Open Post: Hosted By The Magnificent Performance Of The Sign Language Interpreter For Iceland’s Eurovision Performance
The Eurovision Song Contest is usually a couple of hours of giant amounts of glittery fuckery and yesterday’s show was no exception (Exhibit A: Madonna). However, if you only saw the Netherlands winning with that guy’s boring ass song, you might worry that all of the other performances were beat. Nope, it was just that the real artists weren’t highlighted nearly enough. Take Hatari – Iceland’s exciting mix of 90s BDSM fetish pleather industrial metal and softly cooing femme glamour. Their odd “Rammstein meets Poison meets the club scene from a direct-to-DVD knock-off of The Matrix “ aesthetic floored the world! There was a guy with a sledgehammer! And that wasn’t even the best part!

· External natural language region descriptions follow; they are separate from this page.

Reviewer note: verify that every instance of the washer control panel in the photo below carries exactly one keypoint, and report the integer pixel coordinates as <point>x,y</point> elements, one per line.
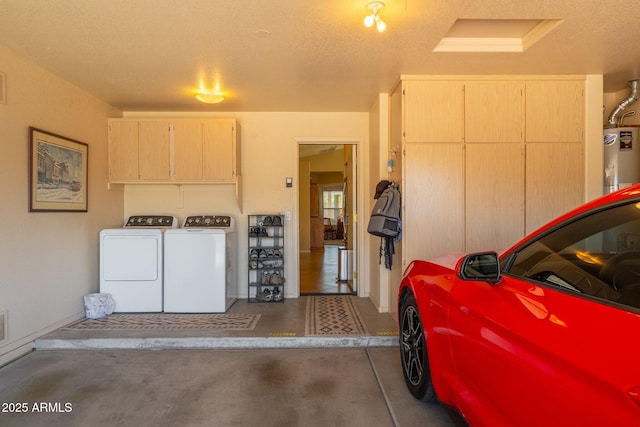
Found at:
<point>206,221</point>
<point>155,221</point>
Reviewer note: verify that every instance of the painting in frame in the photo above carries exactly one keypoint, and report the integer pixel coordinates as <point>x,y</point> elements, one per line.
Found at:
<point>58,173</point>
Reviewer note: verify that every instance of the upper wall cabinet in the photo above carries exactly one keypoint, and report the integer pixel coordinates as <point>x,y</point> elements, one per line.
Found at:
<point>175,151</point>
<point>494,112</point>
<point>433,111</point>
<point>555,111</point>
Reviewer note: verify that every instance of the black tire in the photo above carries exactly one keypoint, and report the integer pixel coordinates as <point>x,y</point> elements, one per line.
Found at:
<point>413,352</point>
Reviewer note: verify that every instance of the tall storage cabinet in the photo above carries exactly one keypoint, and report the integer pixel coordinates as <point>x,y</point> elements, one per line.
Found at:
<point>266,258</point>
<point>487,159</point>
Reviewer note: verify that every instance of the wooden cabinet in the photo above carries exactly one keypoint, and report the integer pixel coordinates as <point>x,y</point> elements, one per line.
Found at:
<point>153,150</point>
<point>433,111</point>
<point>555,111</point>
<point>494,112</point>
<point>433,198</point>
<point>173,150</point>
<point>221,154</point>
<point>554,181</point>
<point>187,150</point>
<point>494,196</point>
<point>123,151</point>
<point>488,160</point>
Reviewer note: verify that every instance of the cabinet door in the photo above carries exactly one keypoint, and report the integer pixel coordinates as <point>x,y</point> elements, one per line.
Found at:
<point>219,150</point>
<point>494,112</point>
<point>494,196</point>
<point>187,150</point>
<point>153,150</point>
<point>554,181</point>
<point>433,199</point>
<point>434,111</point>
<point>555,111</point>
<point>123,150</point>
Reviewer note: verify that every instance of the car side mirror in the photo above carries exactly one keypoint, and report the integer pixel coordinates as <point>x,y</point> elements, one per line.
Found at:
<point>480,266</point>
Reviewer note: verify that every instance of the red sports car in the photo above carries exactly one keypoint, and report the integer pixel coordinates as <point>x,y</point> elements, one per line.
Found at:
<point>546,334</point>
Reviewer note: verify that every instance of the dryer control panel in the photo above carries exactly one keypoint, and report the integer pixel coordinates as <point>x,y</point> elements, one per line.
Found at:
<point>153,221</point>
<point>206,221</point>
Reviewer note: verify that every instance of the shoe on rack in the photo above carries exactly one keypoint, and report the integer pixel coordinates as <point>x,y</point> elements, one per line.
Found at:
<point>277,278</point>
<point>265,279</point>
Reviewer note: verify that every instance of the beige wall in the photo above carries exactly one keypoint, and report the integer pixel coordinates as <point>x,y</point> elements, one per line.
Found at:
<point>269,155</point>
<point>48,261</point>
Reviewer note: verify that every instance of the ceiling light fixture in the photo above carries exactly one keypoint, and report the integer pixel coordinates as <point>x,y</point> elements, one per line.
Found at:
<point>209,97</point>
<point>374,18</point>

Here’s the full performance (this one was taped in March) of Iceland’s entry:
But the real star of Hatari’s performance was their sign language interpreter who revealed herself as the Icelandic superstar’s secret weapon. She took their performance, channeled it through her obvious internal struggles with anger over the world’s injustice and let it out in a primal scream of hand geometry and anguish. How she didn’t clinch the win for them is a mystery. They placed 10th.
— ???? ????? (@thom__james) May 18, 2019
She even gave former HSOTD Tommy Krångh a run for his interpretive genius money!
Hatari is also reportedly in trouble with Eurovision’s organizers for holding up Palestinian flags and peace signs during the voting section, which is apparently against the rules (since acts are told not to get political). If they face some kind of punishment, I want to see their reaction through their sign language superstar!